Let’s use some real-life numbers to see the time and computing resources we can save with our example query. We generate a new epoch per account per shard every 5 minutes, and a single epoch on a shard can be as large as 2 Gb (gigabits) (uncompressed). If a user queries “ClientAddress contains ‘2.34.56.7’” with a date range of 24 hours, then we need to read 288 epochs to search for that IP address. If each epoch averages 1.4 Gb (72 Mb compressed), that’s 20 Gb to be loaded from disk. Assuming a 1 Gbps read speed, that’s 20 seconds to just fetch the data, not even including the actual search time! But if we first fetch the Bloom filters for each epoch (which average 1 Mb compressed), and then fetch only the epochs that have hits, we end up reading only 2.9 Gb (288*1 Mb + 288*72 Mb / 8), assuming a one-eighth Bloom filter hit rate. That’s an 85% savings in latency, dropping from 20 seconds to 2.9. We’re focusing on the Bloom filter here, but there are many more tweaks to handle other cases.

The problem

This all sounded great (at least we thought so) until we noticed that our freezing process was taking longer than it was supposed to. At least twice as long, in fact. Some of the slowness came from the creation of the Bloom filter itself. Specifically, it was from the regex matching of common patterns against each log line. (For example, we used [0-9]\\.[0-9]{1,3}\\.[0-9]{1,3}\\.[0-9] to match IPv4 addresses.)

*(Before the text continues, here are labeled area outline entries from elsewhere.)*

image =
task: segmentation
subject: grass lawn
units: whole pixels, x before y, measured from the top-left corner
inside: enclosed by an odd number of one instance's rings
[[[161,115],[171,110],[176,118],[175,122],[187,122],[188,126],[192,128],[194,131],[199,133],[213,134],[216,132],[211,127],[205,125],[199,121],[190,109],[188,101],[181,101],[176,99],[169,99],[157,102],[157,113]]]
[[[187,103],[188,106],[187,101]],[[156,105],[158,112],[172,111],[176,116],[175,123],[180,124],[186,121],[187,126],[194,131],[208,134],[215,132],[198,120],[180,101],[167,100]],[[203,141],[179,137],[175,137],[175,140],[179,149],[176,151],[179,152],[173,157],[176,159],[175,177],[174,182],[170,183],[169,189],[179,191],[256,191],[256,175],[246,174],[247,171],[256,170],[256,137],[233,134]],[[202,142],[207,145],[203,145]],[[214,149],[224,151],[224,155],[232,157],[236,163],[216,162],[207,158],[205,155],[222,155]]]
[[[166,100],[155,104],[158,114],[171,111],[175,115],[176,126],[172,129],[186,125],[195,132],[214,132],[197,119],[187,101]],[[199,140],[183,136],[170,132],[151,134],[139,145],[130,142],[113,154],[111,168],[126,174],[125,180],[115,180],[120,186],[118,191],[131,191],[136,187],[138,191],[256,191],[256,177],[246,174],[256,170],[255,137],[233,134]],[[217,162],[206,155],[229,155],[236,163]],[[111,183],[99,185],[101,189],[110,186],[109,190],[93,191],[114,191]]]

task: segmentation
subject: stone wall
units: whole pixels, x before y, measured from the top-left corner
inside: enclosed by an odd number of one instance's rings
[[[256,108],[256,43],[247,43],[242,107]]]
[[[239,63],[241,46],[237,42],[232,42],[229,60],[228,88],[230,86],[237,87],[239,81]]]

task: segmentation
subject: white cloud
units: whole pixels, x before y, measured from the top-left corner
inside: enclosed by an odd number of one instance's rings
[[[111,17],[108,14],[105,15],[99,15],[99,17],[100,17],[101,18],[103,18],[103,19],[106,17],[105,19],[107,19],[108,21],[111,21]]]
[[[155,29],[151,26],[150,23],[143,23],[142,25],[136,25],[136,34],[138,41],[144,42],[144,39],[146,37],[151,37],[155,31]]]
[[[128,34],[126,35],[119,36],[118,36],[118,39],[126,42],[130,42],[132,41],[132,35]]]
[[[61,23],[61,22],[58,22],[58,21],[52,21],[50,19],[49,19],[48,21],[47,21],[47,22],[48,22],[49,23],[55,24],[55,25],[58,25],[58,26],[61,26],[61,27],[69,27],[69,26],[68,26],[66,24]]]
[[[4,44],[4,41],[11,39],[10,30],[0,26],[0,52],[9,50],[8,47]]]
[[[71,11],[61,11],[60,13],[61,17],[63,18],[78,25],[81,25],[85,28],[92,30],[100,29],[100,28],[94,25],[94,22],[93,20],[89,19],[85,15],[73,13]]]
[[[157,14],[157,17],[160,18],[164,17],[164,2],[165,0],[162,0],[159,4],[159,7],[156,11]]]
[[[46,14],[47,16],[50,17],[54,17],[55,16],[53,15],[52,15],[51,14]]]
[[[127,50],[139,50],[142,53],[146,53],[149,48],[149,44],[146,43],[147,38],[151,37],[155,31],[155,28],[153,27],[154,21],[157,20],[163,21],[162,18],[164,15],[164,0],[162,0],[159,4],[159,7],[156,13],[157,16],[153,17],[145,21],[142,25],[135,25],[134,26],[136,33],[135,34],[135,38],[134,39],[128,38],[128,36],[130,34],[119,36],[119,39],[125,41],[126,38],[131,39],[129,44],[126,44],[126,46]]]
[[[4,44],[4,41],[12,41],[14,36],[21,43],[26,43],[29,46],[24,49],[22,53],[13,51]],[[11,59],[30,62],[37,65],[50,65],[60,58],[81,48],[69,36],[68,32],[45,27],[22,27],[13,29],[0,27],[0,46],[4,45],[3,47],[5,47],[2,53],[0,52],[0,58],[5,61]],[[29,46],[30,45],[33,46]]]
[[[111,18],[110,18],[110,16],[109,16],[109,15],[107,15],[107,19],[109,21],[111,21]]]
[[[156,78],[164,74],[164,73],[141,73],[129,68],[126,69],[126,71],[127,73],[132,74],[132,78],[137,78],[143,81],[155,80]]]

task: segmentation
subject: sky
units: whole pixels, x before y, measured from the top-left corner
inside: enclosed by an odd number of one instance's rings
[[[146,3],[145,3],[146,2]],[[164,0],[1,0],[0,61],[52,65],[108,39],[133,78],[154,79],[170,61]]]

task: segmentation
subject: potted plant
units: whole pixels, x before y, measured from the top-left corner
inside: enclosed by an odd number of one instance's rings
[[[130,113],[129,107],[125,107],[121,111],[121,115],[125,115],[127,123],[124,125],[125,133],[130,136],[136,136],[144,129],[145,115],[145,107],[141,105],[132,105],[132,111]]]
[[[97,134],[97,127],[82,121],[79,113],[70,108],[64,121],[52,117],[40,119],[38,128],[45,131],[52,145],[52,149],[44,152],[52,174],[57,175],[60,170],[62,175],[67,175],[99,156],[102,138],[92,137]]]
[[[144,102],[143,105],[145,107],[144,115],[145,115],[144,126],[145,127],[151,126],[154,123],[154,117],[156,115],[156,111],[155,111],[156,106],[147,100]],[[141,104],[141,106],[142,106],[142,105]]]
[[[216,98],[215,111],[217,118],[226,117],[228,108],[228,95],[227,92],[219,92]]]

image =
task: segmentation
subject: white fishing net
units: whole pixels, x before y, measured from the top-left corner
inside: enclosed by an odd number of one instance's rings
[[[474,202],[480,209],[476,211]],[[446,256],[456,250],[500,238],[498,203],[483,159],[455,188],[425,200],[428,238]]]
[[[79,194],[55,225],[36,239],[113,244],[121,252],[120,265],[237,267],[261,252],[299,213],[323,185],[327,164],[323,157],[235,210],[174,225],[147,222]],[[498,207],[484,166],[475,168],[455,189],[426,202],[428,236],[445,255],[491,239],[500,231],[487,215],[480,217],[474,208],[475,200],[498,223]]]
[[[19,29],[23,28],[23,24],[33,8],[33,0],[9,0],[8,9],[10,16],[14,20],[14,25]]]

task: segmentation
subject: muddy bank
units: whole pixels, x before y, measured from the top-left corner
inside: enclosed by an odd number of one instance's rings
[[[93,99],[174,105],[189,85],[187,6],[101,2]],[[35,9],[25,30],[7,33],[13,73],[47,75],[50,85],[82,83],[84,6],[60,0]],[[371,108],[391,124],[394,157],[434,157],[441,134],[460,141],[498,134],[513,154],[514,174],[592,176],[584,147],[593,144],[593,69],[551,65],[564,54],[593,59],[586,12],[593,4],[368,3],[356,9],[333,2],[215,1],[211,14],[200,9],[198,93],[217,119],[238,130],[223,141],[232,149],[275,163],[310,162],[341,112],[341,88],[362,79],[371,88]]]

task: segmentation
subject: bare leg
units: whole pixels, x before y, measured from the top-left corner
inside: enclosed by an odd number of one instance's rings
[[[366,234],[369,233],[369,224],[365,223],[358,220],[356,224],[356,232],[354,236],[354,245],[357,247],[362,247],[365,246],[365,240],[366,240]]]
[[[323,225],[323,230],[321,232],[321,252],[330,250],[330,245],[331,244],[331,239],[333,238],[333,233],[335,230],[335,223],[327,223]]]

This kind of high-volume operation (at least once per log line) needs to be as fast as possible, otherwise, we can’t ingest customers’ logs in realtime at large scales. Even though we’re using our own version of the regex library, which mainly focuses on speed (we’ll discuss this in an upcoming post), it’s just not fast enough for our needs. Now what?

Hand-coded parsers!

Regex libraries tend to convert the given pattern into a finite state machine (FSM), which is great. But when it comes down to absolute fast matching for known patterns, you can’t beat a hand-coded FSM.

Here’s the code snippet of our IPv4 parser, which is essentially an optimized finite state machine.

boolean find(CharSequence text) {
 // [0-9]\\.[0-9]{1,3}\\.[0-9]{1,3}\\.[0-9]  => the original regex
 // 0000 1 2 333 4 555 6 7 0000  => value of "state" in each position when processing string like "aaa 1.234.567.8 bbb"
int state = 0, len = 0;
 for (int i = 0; i < text.length(); i++) {
char c = text.charAt(i);
   if (c == '.') {
     switch (state) {
       case 1:
       case 3:
       case 5: state++; break;
       case 2:
       case 4:
       case 6: state = 0; break;
     }
   } else if (c >= '0' && c <= '9') {
     switch (state) {
       case 0:
       case 1: state = 1; break;
       case 2:
       case 4: state++; len = 1; break;
       case 3:
       case 5: if (len == 3) state = 1; else len++; break;
       case 6: return true;
     }
   } else {
     state = 0;
   }
 }
 return false;
}

Now, it’s time for benchmarking (drumroll please). We ran three different regex matches (standard Java regex library, Scalyr regex library, and the hand-coded FSM), against the same inputs and recorded find() time in nanoseconds below.

Our own FSM proved to be 3–4 times faster! Thanks to these hand-coded FSMs, we’ve seen a substantial improvement in our ingestion pipeline, which brings more speed for our customers,

After all, that is what Scalyr is all about.